Fictionista Workshop - WitFit December Prompts
December 10, 2009 (www(dot)fictionistaworkshop(dot)com/witfit/2009-12-10/)
Word Prompt: Dehydration
Idea Completion: "I could hear the muffled sounds of…" What do you imagine first?
Creative Original or Derivative:Derivative (Twilight Saga by Stephanie Meyer)
Disclaimer: All copyright, trademarked items, or recognizable characters, plots, etc. mentioned herein belong to their respective owners.
Rating/Warning(s): K+
Genre: Ansgt
I could hear the muffled sounds of that plastic cup being passed around. My brilliant idea of feeding blood to a human now had Bella drinking quarts of blood, all day.
I hoped for the sake of my sanity that she was not enjoying the blood at all, because whenever we asked her, she always replied that the warm liquid was yummy. Maybe hanging around with vampires so long made people partake to their diet.
Bella wasn't eating any more normal food now because it made her sick, and then both the food and the blood would come back up. That made her have to drink more blood.
Now that the monster inside her was getting a sufficient supply of feed, it grew more rapidly. That was both good and bad news. On the good side of things, the pack wouldn't have much more time to get around us and attack the Cullens. On the bad side, it meant Bella's imminent death was growing closer.

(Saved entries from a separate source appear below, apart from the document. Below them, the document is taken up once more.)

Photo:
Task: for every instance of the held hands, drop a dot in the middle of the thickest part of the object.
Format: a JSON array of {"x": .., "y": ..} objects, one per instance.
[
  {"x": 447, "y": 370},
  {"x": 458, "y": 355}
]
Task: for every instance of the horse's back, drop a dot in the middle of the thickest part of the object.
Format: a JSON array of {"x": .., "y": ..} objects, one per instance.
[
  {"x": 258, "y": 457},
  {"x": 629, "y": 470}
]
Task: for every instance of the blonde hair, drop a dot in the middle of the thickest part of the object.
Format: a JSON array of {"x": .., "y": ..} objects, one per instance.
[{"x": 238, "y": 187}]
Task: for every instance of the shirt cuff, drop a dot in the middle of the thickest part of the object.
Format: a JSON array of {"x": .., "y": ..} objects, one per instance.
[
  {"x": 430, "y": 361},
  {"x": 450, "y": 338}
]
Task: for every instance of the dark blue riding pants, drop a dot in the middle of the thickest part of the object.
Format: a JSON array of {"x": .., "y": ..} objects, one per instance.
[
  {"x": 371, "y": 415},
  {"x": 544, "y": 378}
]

I wondered what I would do when Edward, or Carlisle, would bite Bella. Then, the treaty made by my grandfather would no longer stand, and I would be expected to take the vampires out. That is what I, as a werewolf, was built to do. I was built to destroy any bloodsuckers that came near our lands. But now, that I actually viewed these vampires as people, would I be able to do that? Would I be able to take the peace-maker, Carlisle out? I wouldn't be able to kill any of the females, either. It must be an instinct. I had an instinct to take care of them, not to destroy them. No, I couldn't bring myself to destroy any females.
I'd made a deal with Edward, that if Bella would die, truly die, that I would take him out. I wondered if I would be able to do that, to physically rip him to pieces and not have anything nagging at the back of my conscience. No matter how many things he had done wrong, I couldn't take out someone Bella had loved.
I knew that his family wouldn't kill him, so he would have to go back to those Italian killers. Maybe, he could get one of my brothers to do it. I'm sure Paul would have fun with a suicidal bloodsucker. Most of the pack wouldn't like that though. We had all interacted with the Cullens too much to be able to now attack and wipe them out.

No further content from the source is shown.